Déroutes et optimisme

Si Mahaut Bertu assure qu’elle n'aspire pas à être « élue à vie », l’étudiante avoue ne pas rougir d'être parfois « dans la minorité ». Il faut dire que celle qui représente un courant minoritaire (la Fabrique du changement) du mouvement a aussi dû affronter plusieurs déroutes de son parti, notamment aux dernières législatives où le PS a perdu tous ses sièges. Des déceptions aussi, comme avec le départ de Benoît Hamon (« j’ai trouvé ça nul de sa part »), qu’elle avait soutenu aux primaires.
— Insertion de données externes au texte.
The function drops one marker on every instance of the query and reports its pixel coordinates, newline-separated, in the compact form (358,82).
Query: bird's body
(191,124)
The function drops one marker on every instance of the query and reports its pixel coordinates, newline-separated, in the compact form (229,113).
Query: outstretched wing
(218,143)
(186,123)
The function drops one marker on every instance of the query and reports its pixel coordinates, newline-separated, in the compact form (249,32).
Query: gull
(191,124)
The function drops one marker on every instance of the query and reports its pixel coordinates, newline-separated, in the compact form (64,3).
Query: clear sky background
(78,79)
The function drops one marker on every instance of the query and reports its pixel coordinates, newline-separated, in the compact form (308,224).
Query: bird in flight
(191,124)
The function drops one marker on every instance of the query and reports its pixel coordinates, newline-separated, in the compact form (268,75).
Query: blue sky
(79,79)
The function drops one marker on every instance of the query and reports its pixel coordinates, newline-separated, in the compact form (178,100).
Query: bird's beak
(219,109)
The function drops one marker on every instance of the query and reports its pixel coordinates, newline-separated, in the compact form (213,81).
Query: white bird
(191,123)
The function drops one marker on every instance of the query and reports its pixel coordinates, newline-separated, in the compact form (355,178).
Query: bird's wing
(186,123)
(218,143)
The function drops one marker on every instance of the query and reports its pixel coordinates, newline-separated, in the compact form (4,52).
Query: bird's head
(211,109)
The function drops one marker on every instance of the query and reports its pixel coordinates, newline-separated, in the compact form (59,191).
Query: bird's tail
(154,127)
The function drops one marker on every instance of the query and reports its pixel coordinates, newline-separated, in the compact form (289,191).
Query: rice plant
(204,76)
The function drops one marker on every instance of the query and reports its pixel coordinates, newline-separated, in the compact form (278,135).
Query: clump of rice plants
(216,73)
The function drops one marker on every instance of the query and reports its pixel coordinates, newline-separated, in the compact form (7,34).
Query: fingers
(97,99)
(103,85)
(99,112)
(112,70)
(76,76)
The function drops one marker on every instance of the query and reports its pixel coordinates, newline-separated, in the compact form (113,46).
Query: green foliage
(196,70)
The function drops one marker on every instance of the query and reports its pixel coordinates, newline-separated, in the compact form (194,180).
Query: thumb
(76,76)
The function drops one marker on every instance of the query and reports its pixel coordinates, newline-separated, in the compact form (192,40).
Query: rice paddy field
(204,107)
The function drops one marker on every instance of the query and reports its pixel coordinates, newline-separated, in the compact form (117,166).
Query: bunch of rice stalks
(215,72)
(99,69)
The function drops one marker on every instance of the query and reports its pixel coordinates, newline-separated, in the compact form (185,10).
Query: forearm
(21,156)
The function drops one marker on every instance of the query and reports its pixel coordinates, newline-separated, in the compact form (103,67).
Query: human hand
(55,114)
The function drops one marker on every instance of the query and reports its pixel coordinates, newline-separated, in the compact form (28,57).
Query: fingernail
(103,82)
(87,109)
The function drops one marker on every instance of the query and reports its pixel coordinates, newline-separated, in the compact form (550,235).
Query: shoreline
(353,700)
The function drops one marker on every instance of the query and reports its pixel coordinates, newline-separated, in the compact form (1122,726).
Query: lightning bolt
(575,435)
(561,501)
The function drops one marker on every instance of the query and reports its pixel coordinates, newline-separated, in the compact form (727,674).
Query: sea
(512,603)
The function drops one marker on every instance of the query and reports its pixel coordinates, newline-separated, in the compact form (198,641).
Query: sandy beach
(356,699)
Pour autant, cette « optimiste » est toujours là. «Je suis sûre que le PS, qui correspond à mes idéaux, peut se reconstruire, estime Mahaut Bertu. Notre espace politique existe encore et il y a beaucoup de gens sur le terrain qui n’attendent qu’à se rassembler. Il faut s’appuyer sur eux plutôt que de concentrer le pouvoir. Cette période de congrès va être décisive car elle va amener à clarifier les positions des uns et des autres ».